Collectionneur, Ruppersberg a accumulé au fil du temps une quantité impressionnante de documents et d’objets de natures diverses : livres, affiches, cartes postales, films éducatifs, magazines, disques… Issus de la massification industrialisée de la production culturelle au XXe siècle, ces documents témoignent de la culture populaire américaine et participent pleinement du travail de l’artiste.
Un point de vue global sur ses archives est proposé dans The New Five Foot Shelf1 (littéralement : « l’étagère de livres de cinq pieds de long »), œuvre réalisée par Allen Ruppersberg en 2001, l’année où il quitte New York pour retourner à Los Angeles. Chaque élément de ce vaste archivage (One of Many) est soumis à un processus de recyclage et de variations (Origins and Variants).
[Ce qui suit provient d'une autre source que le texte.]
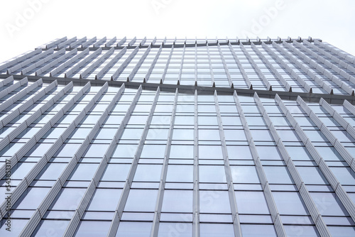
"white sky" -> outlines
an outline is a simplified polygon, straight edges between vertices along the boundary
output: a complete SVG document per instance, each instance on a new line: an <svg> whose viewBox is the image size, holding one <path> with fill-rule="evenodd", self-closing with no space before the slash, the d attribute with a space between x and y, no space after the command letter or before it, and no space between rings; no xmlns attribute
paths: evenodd
<svg viewBox="0 0 355 237"><path fill-rule="evenodd" d="M0 7L0 62L64 36L312 36L355 55L354 0L2 0Z"/></svg>

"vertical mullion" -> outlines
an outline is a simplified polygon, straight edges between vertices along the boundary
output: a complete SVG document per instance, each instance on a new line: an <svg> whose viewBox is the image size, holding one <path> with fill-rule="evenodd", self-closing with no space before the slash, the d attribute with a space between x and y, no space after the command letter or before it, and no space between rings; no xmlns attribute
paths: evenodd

L’artiste définit lui-même cette installation comme « un grand travail biographique.
Au milieu des années 90, Ruppersberg tend à privilégier les lieux physiques comme éléments principaux de son activité artistique : certaines villes européennes donnent lieu à des œuvres in situ abordant la commémoration d’événements historiques traumatisants (Siste viator, 1993, à Arnheim,
Pays-Bas ; The Best of All Possible Worlds, 1997, à Münster, Allemagne), ou encore à des formes de réappropriation subjective de l’espace urbain.
Marqué par la Beat Generation, l’artiste privilégie dans son œuvre les relations entre vie quotidienne et création artistique, entre sphère privée et espaces publics, entre la construction de la fiction et la production du réel.
1 The Five Foot Shelf of Books est une encyclopédie publiée en 1910 par le président de l’Université de Harvard (P.F. Collier and Son, New York, collection « Harvard Classics ») comportant « 50 volumes, 418 titres, 300 auteurs, et 76000 références ». Cette édition a été très populaire aux États-Unis jusque dans les années 50, et représentait « ce qu’il faut lire » pour un américain cultivé. A contrario de cette vision normative, la « nouvelle encyclopédie » que propose Allen Ruppersberg rassemble, classe et installe, selon des modalités variables, un corpus de textes, documents et photographies de ses archives personnelles.